Liberalism stresses carrots over sticks to promote goodwill. The prime recent example is the Iran nuclear deal. President Barack Obama took the military option off the table, thus Tehran was under no immediate pressure to reach an agreement. The U.S. had to offer massive financial payments and sanctions relief up front before Iran agreed to slow (but not dismantle) its nuclear weapons program; and its missile program was not covered at all. Tehran welcomed the economic boost because of its involvement in military operations in Syria, Iraq and Yemen. Restraint and appeasement did not win Iranian friendship, only showed a weakness in Washington that could be exploited across the region. The agreement was formally announced in July, 2015 and Russia intervened militarily in Syria in support of Iran two months later.  

A major refutation of the Kantian notion is World War II in the Pacific. From the Bataan Death March to the atomic bombing of Hiroshima and Nagasaki, total war was waged without mercy on both sides. Yet, today, the U.S. and Japan are firm allies against the threats emanating from North Korea and China. This is what alliances and alignments are really about; not academic theories but concrete common interests. And what provides a firm foundation for U.S. diplomacy is the knowledge that America will do whatever it takes to win. Allies are thus assured and enemies deterred. Liberals cannot be counted on in either regard because they place other "values" above success----even deeming success itself to be of dubious philosophical worth. This produces doubts among allies and opportunities for enemies.

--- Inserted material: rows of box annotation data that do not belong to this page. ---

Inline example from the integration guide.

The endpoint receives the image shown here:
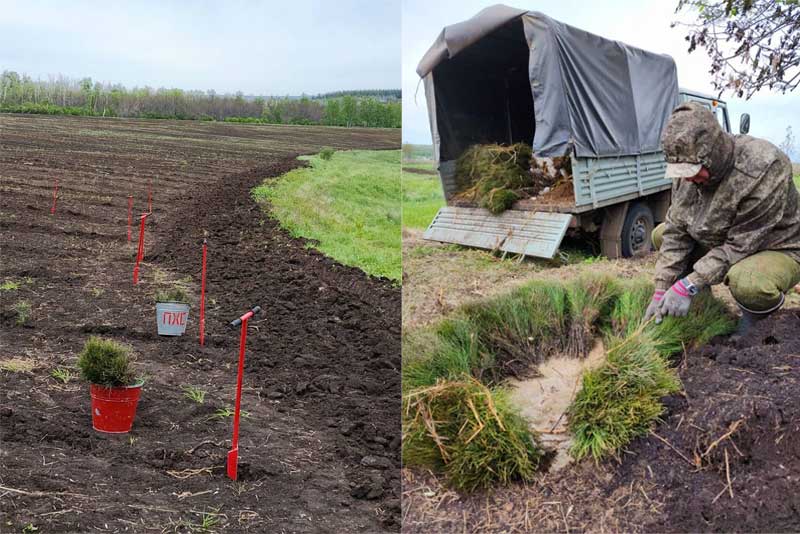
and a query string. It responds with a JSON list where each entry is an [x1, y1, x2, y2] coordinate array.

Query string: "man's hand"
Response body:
[[644, 289, 665, 323], [655, 279, 692, 324]]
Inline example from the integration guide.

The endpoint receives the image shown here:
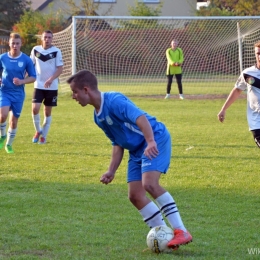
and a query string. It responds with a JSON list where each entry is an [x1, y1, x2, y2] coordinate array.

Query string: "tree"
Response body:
[[0, 0, 31, 33], [64, 0, 113, 16], [128, 0, 163, 16], [196, 0, 260, 16], [12, 5, 67, 54]]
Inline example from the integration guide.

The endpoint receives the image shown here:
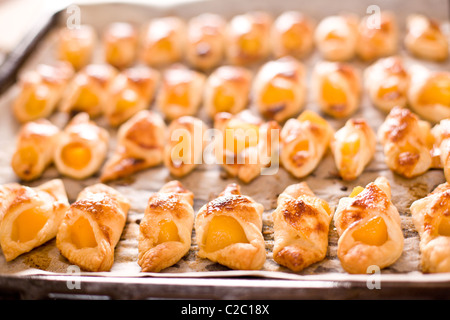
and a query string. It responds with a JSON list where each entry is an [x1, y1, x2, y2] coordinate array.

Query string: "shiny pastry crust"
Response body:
[[60, 64, 117, 118], [156, 65, 206, 120], [104, 66, 160, 127], [364, 56, 410, 112], [253, 57, 306, 122], [330, 118, 377, 181], [405, 14, 449, 61], [56, 183, 130, 271], [12, 62, 74, 123], [0, 179, 69, 261], [314, 14, 358, 61], [356, 11, 399, 61], [378, 107, 434, 178], [164, 116, 207, 177], [186, 13, 226, 70], [203, 65, 253, 118], [226, 11, 273, 65], [280, 110, 334, 178], [272, 182, 333, 272], [311, 61, 361, 118], [103, 22, 139, 69], [100, 110, 166, 182], [139, 16, 186, 67], [195, 184, 266, 270], [54, 112, 109, 179], [11, 119, 60, 181], [138, 181, 195, 272], [334, 177, 404, 273], [271, 11, 315, 59], [410, 182, 450, 273]]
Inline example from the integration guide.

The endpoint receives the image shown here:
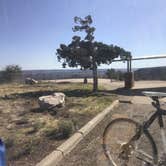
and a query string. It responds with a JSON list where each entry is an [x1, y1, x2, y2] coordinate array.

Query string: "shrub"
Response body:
[[58, 120, 73, 138], [1, 65, 22, 82], [45, 120, 73, 139]]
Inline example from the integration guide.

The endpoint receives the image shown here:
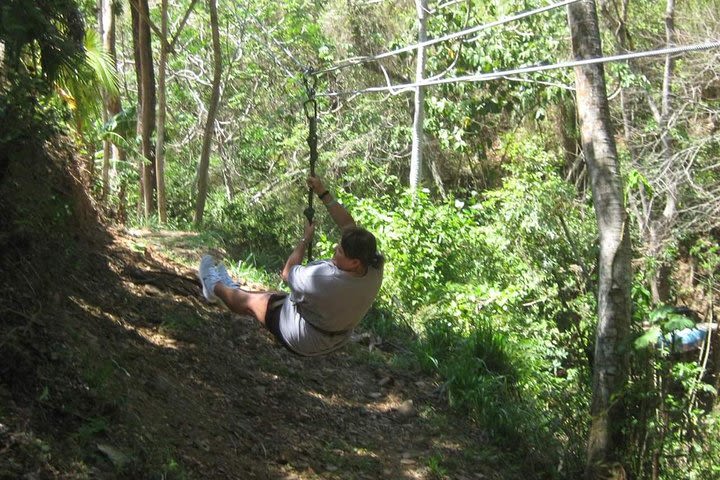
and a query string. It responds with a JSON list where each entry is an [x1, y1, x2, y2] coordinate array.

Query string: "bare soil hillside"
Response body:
[[0, 136, 527, 480]]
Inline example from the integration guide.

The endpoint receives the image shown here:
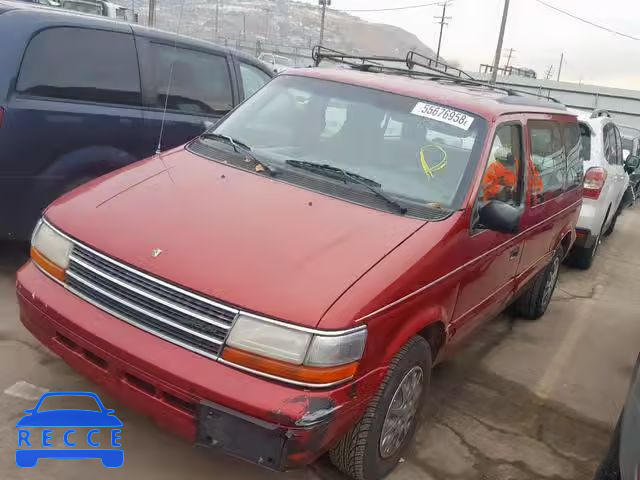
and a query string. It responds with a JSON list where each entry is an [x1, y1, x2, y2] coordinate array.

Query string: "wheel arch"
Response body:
[[384, 306, 447, 364]]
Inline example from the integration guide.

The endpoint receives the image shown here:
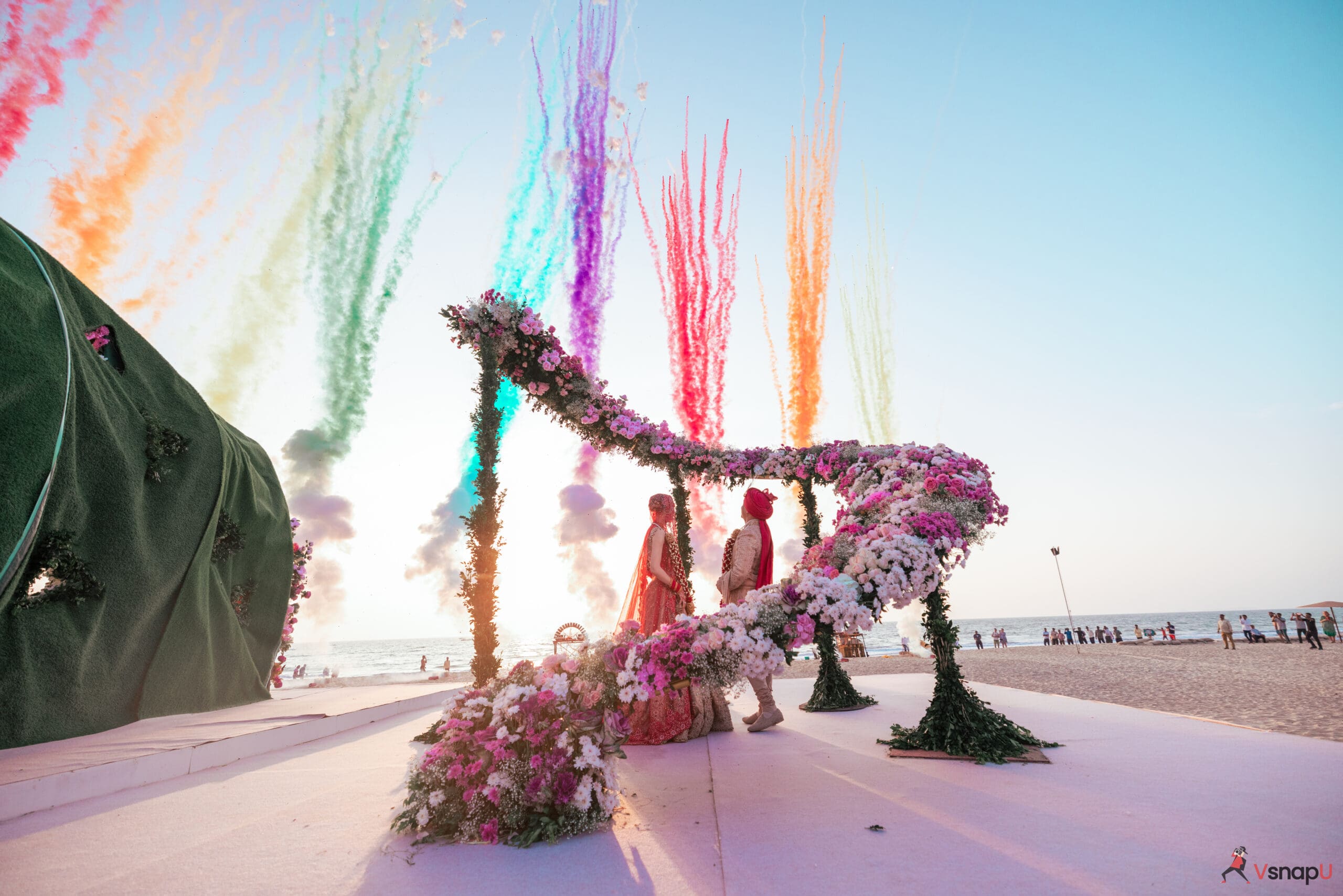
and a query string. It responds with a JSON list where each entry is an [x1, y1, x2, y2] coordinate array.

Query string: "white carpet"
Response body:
[[0, 674, 1343, 896]]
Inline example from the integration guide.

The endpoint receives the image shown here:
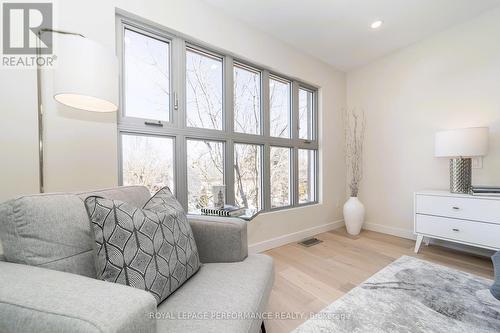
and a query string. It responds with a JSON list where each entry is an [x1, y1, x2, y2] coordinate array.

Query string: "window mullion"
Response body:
[[174, 135, 188, 211], [224, 139, 236, 205], [223, 56, 236, 205], [262, 144, 271, 211], [261, 71, 271, 138], [290, 81, 299, 206], [171, 38, 186, 128], [261, 70, 271, 211]]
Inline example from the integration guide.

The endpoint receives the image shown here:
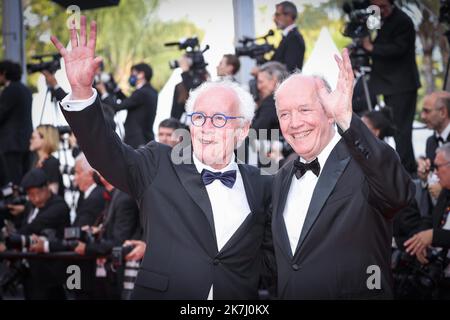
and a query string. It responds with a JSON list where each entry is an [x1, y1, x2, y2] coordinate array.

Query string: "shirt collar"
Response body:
[[300, 128, 341, 172], [84, 183, 97, 199], [282, 23, 297, 37], [435, 123, 450, 142], [192, 153, 237, 173]]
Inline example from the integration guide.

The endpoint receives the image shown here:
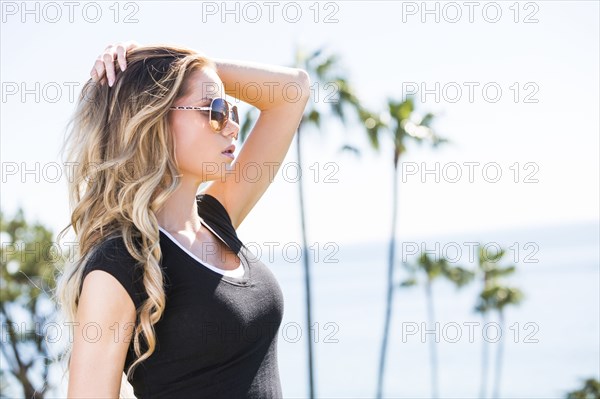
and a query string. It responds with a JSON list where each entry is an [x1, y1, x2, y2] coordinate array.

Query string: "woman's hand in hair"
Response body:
[[90, 40, 140, 87]]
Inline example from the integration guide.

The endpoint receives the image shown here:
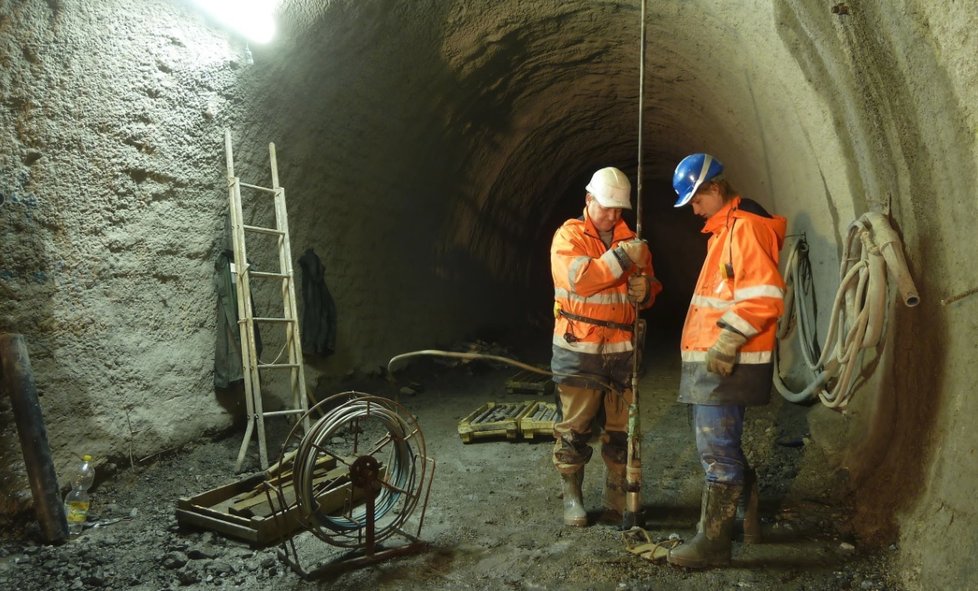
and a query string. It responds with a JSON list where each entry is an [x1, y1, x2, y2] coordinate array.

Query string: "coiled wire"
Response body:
[[292, 391, 426, 548]]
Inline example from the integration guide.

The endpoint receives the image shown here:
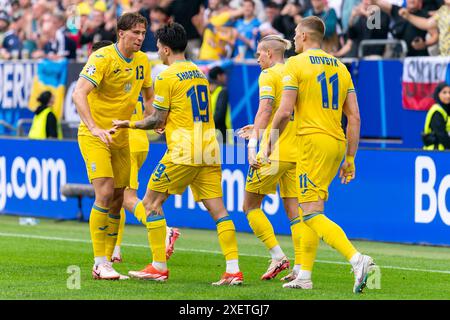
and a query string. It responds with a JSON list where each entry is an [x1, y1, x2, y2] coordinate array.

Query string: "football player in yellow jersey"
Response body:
[[72, 13, 153, 280], [85, 40, 180, 263], [114, 23, 243, 285], [267, 17, 374, 293], [237, 35, 300, 280]]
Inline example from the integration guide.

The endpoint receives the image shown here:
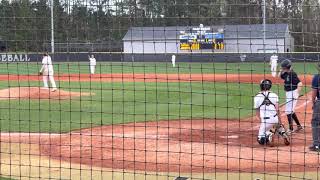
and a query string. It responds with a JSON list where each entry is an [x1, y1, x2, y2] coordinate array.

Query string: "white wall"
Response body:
[[123, 41, 180, 53], [224, 39, 285, 53], [124, 38, 286, 53]]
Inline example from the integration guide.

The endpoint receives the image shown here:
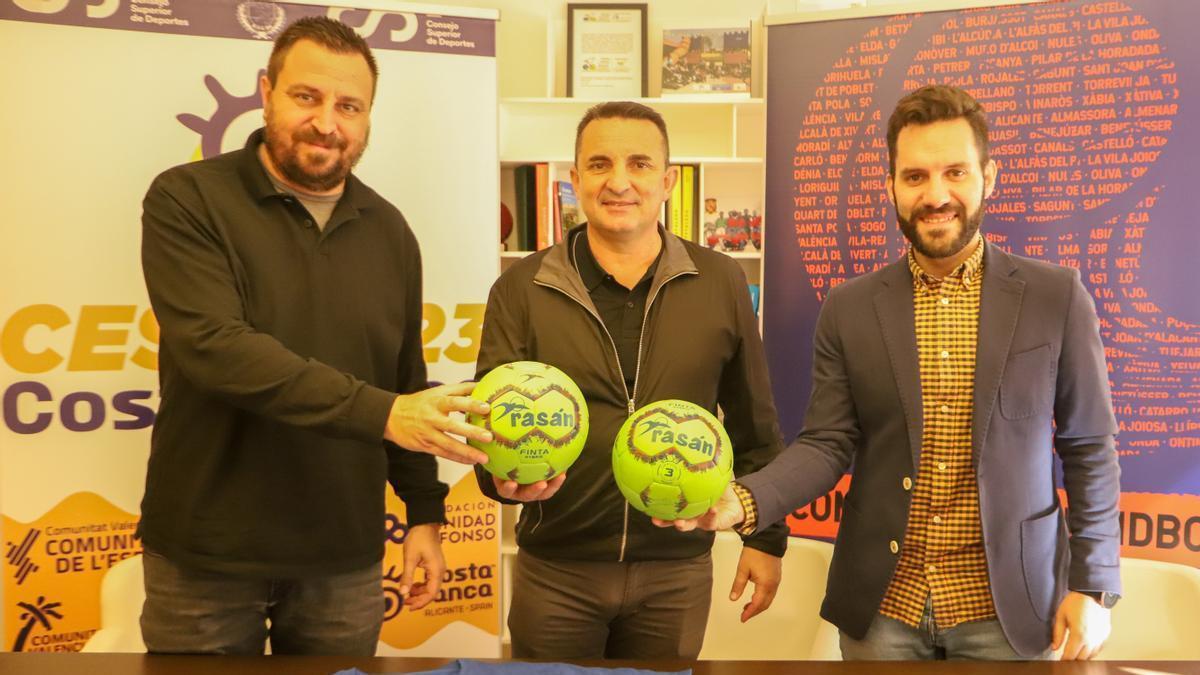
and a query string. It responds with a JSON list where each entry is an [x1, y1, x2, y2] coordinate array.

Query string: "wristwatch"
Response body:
[[1080, 591, 1121, 609]]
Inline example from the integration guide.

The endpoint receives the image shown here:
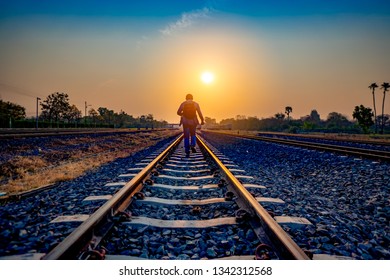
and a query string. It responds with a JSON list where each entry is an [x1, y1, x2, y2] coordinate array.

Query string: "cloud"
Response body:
[[160, 7, 211, 36]]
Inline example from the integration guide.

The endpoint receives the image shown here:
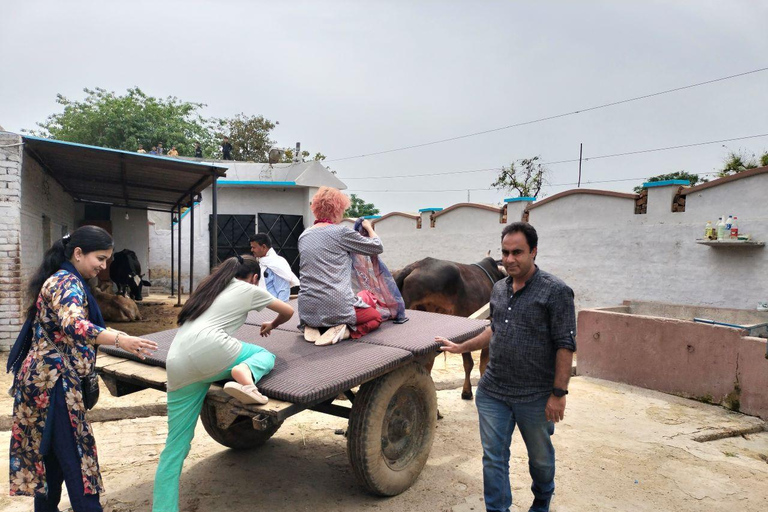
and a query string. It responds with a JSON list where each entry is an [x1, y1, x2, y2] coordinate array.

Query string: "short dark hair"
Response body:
[[250, 233, 272, 248], [501, 222, 539, 250]]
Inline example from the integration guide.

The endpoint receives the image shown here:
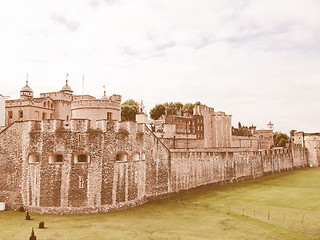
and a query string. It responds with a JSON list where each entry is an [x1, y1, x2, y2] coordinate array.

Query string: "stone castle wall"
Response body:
[[0, 119, 306, 214], [171, 145, 307, 192]]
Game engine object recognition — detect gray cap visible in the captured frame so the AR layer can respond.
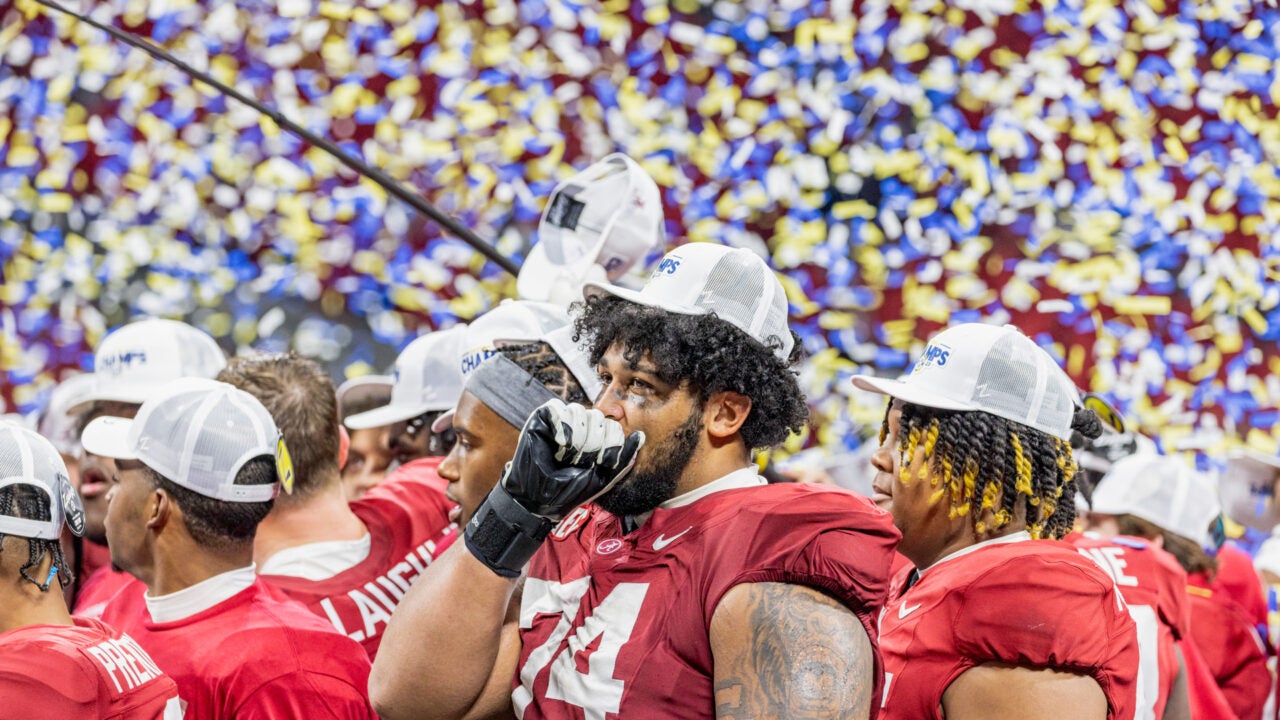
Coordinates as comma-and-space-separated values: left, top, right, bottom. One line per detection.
0, 421, 84, 539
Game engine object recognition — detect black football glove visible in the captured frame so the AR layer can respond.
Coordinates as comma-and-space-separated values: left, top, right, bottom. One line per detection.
463, 400, 644, 578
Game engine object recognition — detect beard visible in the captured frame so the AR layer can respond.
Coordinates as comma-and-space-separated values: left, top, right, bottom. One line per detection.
595, 407, 703, 518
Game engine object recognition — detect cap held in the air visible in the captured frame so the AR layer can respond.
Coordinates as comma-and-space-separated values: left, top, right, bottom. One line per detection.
516, 152, 666, 305
68, 318, 227, 413
582, 242, 795, 364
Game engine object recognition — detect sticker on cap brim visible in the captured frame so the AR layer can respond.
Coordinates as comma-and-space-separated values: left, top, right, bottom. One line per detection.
58, 474, 84, 538
275, 436, 293, 495
1084, 392, 1124, 433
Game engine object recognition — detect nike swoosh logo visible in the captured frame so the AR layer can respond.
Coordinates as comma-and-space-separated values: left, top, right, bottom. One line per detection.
653, 527, 694, 550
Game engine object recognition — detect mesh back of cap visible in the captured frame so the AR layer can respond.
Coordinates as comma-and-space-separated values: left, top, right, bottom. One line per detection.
696, 250, 792, 361
0, 421, 70, 539
972, 333, 1074, 432
136, 380, 278, 500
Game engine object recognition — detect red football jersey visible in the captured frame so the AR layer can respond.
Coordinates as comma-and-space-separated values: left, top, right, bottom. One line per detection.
879, 539, 1138, 720
81, 539, 111, 578
254, 457, 454, 660
74, 565, 146, 618
0, 618, 182, 720
1065, 533, 1189, 720
1215, 541, 1267, 638
512, 476, 899, 720
102, 580, 376, 720
1187, 573, 1271, 720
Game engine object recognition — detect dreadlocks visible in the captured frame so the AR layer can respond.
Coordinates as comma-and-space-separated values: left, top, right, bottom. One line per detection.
498, 342, 595, 405
881, 402, 1102, 539
0, 484, 76, 592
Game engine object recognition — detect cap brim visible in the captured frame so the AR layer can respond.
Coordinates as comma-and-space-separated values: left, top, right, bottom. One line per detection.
342, 405, 431, 430
582, 282, 707, 315
854, 375, 975, 410
516, 242, 604, 302
67, 383, 148, 415
81, 418, 138, 460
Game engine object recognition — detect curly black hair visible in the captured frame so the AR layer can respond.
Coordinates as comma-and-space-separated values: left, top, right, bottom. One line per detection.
881, 402, 1102, 539
573, 295, 809, 448
0, 484, 76, 592
498, 342, 593, 405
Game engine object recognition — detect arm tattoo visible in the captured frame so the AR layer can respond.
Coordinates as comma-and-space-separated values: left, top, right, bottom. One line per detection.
712, 583, 874, 720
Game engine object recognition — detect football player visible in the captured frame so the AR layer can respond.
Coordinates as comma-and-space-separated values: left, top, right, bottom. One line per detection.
854, 323, 1138, 720
218, 351, 461, 659
370, 243, 897, 720
81, 378, 374, 720
338, 375, 393, 501
68, 318, 227, 616
0, 421, 182, 720
1089, 454, 1271, 720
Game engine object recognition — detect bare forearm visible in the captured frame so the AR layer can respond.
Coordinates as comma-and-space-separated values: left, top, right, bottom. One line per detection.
712, 583, 874, 720
369, 542, 516, 720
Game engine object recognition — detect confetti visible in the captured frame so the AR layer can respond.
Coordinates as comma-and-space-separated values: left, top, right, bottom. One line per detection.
0, 0, 1280, 451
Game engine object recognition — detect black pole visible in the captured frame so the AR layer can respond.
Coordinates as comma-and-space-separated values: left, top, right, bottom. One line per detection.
36, 0, 520, 275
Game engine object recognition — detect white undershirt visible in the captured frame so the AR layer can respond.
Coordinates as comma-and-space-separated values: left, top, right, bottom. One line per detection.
259, 533, 372, 582
142, 565, 257, 623
658, 465, 768, 510
623, 465, 769, 532
918, 530, 1032, 575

 A source of the rumors that Secretary Tillerson may not be long in his job is the tweet President Donald Trump sent out admonishing Tillerson for trying to open direct talks with North Korea, which would be futile at this stage of the confrontation. Despite claims to the contrary, little has been done to convince Pyongyang or Beijing that this time will be different. Bold statements, increased sanctions and shows of force have all come and gone before without halting North Korea's development of an unacceptable intercontinental nuclear strike capability. Kim Jung Un still seems confident that no decisive action will be taken against him. China is not so sure, and has been taking new measures to fend off an escalation that would truly force the issue. North Korea's launch of a new missile shortly after a Chinese envoy had visited Pyongyang indicates that this diplomatic effort has run its course. Indeed, former President Obama was in China on the day Pyongyang launched the missile. The Kantians in the media, Congress, and some parts of the administration must be ignored. Actions speak louder than words, and it is time for America to be heard loud and clear.

The calculation in North Korea (and Iran) that developing new weapons to threaten neighbors and the United States is the way to protect their regime must be turned on its head. Being a menace to others (and especially to America), is what raises the stakes to a level that justifies a military response. The new calculation is subject to proof if it is to replace the current equation. Military action of some sort will he necessary to force North Korea to "do our will" and disarm---- and to convince China that the U.S. intends to maintain itself as the world's preeminent power. Otherwise, instability and aggression will only increase going forward, with a much higher price tag (in both blood and treasure) to buy security in the future.

As we look at the problems facing our country today, Kant should not be in our vocabulary.

William R. Hawkins is a consultant specializing in international economic and national security issues. He is a former economics professor and Republican Congressional staff member.